STRisk: A Socio-Technical Approach to Assess Hacking Breaches Risk
Hicham Hammouchi, Narjisse Nejjari, Ghita Mezzour, Mounir Ghogho,, Houda Benbrahim

TL;DR
This paper introduces STRisk, a socio-technical predictive system that combines technical indicators and social media factors to accurately assess hacking breach risks for organizations, achieving high predictive performance.
Contribution
We develop a novel socio-technical model incorporating social media data into breach risk prediction, improving accuracy over purely technical approaches.
Findings
Achieved over 98% AUC in breach prediction.
Social features like spreadability and agreeability are key predictors.

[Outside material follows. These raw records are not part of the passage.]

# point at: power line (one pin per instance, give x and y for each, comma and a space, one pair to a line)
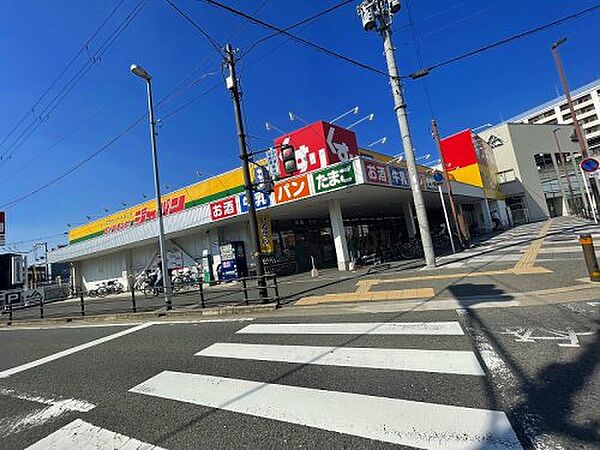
191, 21
507, 40
91, 156
297, 38
44, 115
297, 24
62, 72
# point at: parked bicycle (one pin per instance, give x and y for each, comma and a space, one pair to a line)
106, 288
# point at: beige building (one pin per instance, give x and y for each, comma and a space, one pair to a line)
539, 178
586, 101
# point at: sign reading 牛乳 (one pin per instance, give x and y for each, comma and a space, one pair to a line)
399, 177
292, 189
261, 200
316, 146
335, 177
222, 209
376, 172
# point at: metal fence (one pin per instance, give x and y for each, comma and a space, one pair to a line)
64, 302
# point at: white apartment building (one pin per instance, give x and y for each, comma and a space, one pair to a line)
586, 101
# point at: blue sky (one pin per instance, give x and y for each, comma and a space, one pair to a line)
37, 39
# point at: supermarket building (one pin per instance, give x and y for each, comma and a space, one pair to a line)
343, 203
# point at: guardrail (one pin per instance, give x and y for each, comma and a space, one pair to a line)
240, 291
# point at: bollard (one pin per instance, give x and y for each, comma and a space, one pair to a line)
245, 290
201, 288
81, 303
133, 306
587, 244
276, 286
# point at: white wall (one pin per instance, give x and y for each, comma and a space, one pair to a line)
103, 268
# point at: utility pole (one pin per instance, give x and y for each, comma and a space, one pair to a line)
233, 86
563, 81
436, 137
166, 279
377, 15
571, 206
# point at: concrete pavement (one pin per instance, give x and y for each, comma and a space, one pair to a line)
468, 378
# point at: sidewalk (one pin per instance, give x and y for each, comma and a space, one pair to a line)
528, 264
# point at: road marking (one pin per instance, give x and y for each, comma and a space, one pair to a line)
83, 435
364, 295
53, 409
528, 258
509, 387
125, 324
46, 359
447, 276
404, 422
375, 328
436, 361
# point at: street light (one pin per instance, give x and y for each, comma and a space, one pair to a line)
378, 16
368, 117
293, 116
381, 141
341, 116
140, 72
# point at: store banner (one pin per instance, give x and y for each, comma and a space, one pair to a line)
376, 172
174, 259
261, 201
265, 232
317, 145
223, 209
399, 177
292, 189
335, 177
2, 228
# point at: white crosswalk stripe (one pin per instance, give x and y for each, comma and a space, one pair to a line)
362, 328
80, 435
413, 423
440, 361
421, 425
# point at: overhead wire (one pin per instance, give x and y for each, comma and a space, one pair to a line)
306, 42
426, 70
44, 115
62, 72
201, 30
296, 25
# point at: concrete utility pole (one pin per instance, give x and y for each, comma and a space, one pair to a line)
140, 72
233, 86
377, 15
436, 137
563, 81
572, 208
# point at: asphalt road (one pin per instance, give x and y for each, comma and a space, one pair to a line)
507, 378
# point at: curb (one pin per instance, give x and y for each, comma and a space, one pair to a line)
151, 315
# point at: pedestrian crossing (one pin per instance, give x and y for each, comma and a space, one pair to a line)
560, 243
402, 421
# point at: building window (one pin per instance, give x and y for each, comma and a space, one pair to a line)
506, 176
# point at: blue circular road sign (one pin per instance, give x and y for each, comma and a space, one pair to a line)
589, 165
438, 177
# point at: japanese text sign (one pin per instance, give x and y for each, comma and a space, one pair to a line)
318, 145
399, 177
266, 234
261, 200
292, 189
222, 209
334, 177
2, 227
376, 172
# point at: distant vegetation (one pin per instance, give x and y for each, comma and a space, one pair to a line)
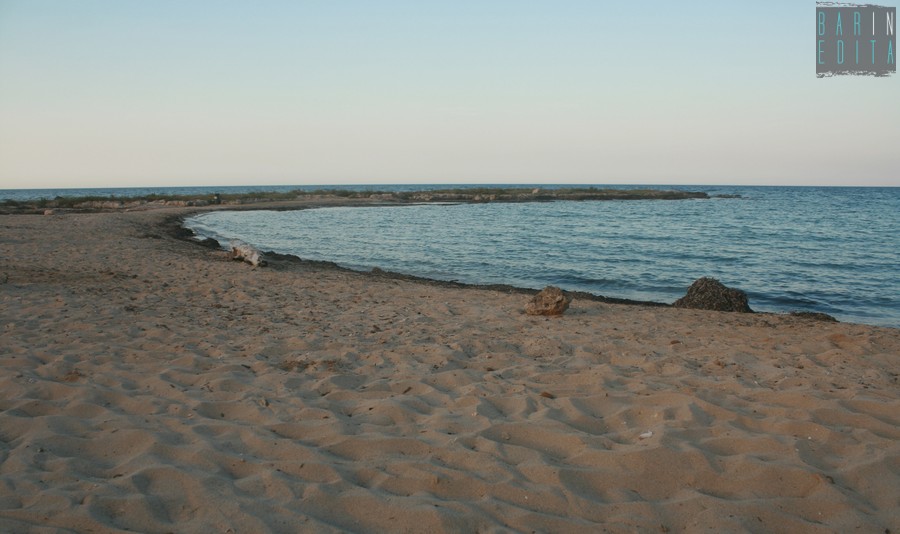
478, 194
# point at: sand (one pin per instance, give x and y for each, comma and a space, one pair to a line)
149, 384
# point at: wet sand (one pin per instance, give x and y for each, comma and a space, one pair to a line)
153, 385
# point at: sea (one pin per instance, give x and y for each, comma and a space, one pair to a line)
834, 250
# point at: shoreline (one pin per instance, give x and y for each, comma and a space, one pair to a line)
271, 400
178, 230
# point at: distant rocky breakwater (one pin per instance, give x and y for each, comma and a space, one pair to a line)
461, 195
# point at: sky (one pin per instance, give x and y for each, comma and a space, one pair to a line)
135, 93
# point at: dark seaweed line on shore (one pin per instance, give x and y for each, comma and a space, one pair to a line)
174, 226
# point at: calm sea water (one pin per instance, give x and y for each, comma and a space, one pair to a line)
833, 250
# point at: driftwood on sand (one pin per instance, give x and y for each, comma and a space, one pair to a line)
244, 252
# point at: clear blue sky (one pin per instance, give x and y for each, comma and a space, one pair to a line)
218, 92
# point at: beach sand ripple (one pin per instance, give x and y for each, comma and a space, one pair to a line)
152, 385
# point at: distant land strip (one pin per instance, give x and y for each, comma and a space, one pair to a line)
461, 195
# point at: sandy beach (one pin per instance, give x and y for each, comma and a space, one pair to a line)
154, 385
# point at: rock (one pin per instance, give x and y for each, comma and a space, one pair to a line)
550, 301
710, 294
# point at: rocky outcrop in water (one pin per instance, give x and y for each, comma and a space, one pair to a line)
710, 294
550, 301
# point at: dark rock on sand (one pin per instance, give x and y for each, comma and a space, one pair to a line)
710, 294
550, 301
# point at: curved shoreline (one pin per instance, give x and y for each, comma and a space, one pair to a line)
309, 397
174, 226
285, 260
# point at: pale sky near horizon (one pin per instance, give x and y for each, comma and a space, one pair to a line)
190, 92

Technical features such as open ports and expired certificates are highly influential.
Abstract
Data breaches have begun to take on new dimensions and their prediction is becoming of great importance to organizations. Prior work has addressed this issue mainly from a technical perspective and neglected other interfering aspects such as the social media dimension. To fill this gap, we propose STRisk which is a predictive system where we expand the scope of the prediction task by bringing into play the social media dimension. We study over 3800 US organizations including both victim and non-victim organizations. For each organization, we design a profile composed of a variety of externally measured technical indicators and social factors. In addition, to account for unreported incidents, we consider the non-victim sample to be noisy and propose a noise correction approach to correct mislabeled organizations. We then build several machine learning models to predict whether an…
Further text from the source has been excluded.